Nuovi e probabilmente non ultimi elementi che anticipano l’estrema difficoltà che incontreranno, a fine stagione, le due parti, quando saranno chiamate a sedersi a un tavolo per decidere se proseguire a lavorare insieme oppure dividersi. Anche perché non ci saranno solo differenze di vedute, ma anche questioni importanti da affrontare: i giocatori in scadenza sono infatti 12 tra 2026 e 2027 e il rischio di una nuova finestra di mercato estiva limitata (verosimilmente a saldo zero) è più di una possibilità. “Il prossimo deve essere un anno uno, tutto dipenderà dalla possibilità di fare investimenti“, sottolineava alla vigilia del match con la Dea lo stesso Sarri.
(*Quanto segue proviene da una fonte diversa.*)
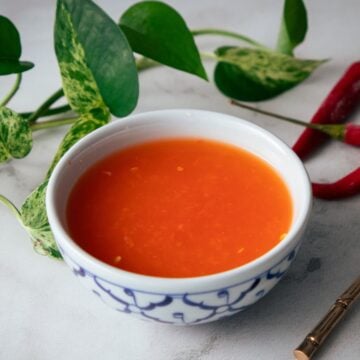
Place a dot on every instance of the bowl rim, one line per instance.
(166, 282)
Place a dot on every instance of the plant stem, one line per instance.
(144, 63)
(53, 111)
(208, 55)
(11, 207)
(45, 106)
(13, 90)
(53, 123)
(229, 34)
(337, 131)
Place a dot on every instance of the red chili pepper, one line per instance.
(349, 134)
(337, 106)
(345, 187)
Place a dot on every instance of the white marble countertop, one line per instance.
(45, 314)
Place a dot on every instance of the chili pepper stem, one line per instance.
(13, 90)
(336, 131)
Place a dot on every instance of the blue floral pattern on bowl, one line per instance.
(182, 308)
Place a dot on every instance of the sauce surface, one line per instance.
(179, 208)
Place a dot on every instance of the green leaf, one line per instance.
(15, 135)
(87, 123)
(10, 49)
(34, 219)
(157, 31)
(88, 39)
(254, 75)
(293, 26)
(33, 211)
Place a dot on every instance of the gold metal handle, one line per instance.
(317, 336)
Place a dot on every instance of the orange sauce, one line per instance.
(179, 208)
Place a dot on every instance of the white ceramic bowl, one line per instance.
(172, 300)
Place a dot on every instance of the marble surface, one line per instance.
(44, 314)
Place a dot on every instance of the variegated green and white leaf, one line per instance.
(15, 135)
(87, 123)
(88, 39)
(254, 75)
(33, 211)
(34, 219)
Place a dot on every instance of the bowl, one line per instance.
(181, 301)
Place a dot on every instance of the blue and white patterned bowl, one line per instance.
(183, 301)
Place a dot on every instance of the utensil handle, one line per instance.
(317, 336)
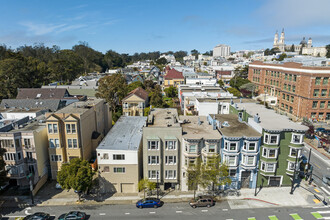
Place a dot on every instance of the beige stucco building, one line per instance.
(76, 130)
(135, 102)
(119, 156)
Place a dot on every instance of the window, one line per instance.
(192, 148)
(170, 160)
(55, 128)
(50, 128)
(153, 160)
(324, 92)
(119, 157)
(153, 174)
(252, 146)
(170, 145)
(56, 158)
(119, 170)
(270, 167)
(211, 148)
(153, 145)
(170, 174)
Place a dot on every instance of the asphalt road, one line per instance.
(181, 211)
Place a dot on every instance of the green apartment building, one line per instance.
(282, 142)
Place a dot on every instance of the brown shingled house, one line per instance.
(135, 102)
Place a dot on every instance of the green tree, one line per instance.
(3, 173)
(145, 184)
(171, 92)
(76, 175)
(234, 91)
(134, 85)
(221, 83)
(328, 51)
(113, 89)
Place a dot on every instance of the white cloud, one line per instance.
(295, 13)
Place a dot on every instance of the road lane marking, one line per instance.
(295, 216)
(324, 189)
(317, 215)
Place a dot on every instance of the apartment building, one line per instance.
(301, 90)
(135, 102)
(119, 155)
(199, 140)
(161, 148)
(282, 141)
(76, 130)
(240, 146)
(26, 144)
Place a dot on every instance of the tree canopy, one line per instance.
(77, 175)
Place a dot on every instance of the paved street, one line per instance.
(184, 211)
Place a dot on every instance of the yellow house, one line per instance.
(135, 102)
(173, 78)
(76, 130)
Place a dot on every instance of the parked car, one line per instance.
(73, 215)
(202, 201)
(38, 216)
(149, 203)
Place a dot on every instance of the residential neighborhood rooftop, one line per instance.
(197, 127)
(269, 119)
(126, 134)
(234, 127)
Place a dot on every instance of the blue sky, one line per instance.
(129, 26)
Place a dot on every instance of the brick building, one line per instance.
(302, 91)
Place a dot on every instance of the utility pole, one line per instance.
(294, 172)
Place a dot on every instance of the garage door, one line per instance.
(127, 188)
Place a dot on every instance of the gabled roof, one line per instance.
(42, 93)
(173, 74)
(141, 93)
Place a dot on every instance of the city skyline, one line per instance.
(145, 26)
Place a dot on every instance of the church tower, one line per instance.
(281, 43)
(275, 40)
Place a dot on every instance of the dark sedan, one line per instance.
(73, 215)
(38, 216)
(149, 203)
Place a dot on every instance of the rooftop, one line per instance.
(126, 134)
(269, 119)
(193, 130)
(164, 117)
(235, 128)
(80, 107)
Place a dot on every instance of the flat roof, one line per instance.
(235, 128)
(269, 119)
(79, 107)
(192, 130)
(126, 134)
(162, 117)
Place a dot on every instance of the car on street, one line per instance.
(73, 215)
(38, 216)
(202, 201)
(149, 203)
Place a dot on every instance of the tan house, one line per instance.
(135, 102)
(173, 78)
(76, 130)
(119, 156)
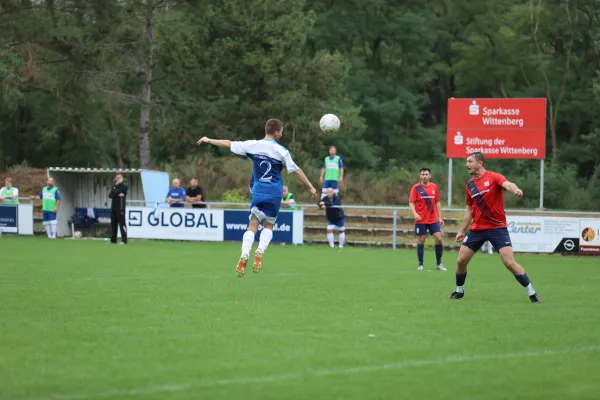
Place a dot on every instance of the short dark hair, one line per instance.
(478, 156)
(272, 126)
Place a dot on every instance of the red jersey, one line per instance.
(485, 196)
(425, 198)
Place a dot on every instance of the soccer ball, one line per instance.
(329, 123)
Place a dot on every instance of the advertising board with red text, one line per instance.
(499, 128)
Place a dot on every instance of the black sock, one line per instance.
(439, 250)
(420, 253)
(460, 279)
(523, 279)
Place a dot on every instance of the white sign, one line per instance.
(175, 223)
(543, 234)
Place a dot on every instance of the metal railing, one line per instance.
(394, 210)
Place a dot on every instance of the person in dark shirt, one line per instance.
(194, 194)
(117, 209)
(335, 217)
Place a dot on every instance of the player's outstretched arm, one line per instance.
(513, 188)
(215, 142)
(414, 211)
(302, 178)
(467, 219)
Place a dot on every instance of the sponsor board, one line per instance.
(499, 128)
(589, 236)
(175, 223)
(544, 234)
(236, 223)
(9, 218)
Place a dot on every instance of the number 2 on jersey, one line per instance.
(263, 177)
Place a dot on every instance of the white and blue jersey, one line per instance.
(269, 159)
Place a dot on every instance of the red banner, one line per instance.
(499, 128)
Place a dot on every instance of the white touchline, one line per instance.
(327, 372)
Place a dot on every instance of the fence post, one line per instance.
(394, 229)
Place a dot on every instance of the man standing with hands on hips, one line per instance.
(424, 202)
(117, 209)
(50, 203)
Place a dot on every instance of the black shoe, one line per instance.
(535, 298)
(457, 295)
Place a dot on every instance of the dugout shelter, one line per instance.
(85, 191)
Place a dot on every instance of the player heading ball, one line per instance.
(487, 219)
(269, 158)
Un rimpallo di responsabilità e la sensazione di un braccio di ferro finalizzato a capire chi cederà prima. Sarri, questa volta, non ha intenzione di rassegnare le proprie dimissioni. E l’esonero costa: “Ho un contratto di altri 2 anni e mezzo, dipenderà da quello che vorrà fare la società“. Più chiaro di così: separati in casa, con un epilogo che sembra già scritto, ma con modalità tutte da verificare in corso d’opera.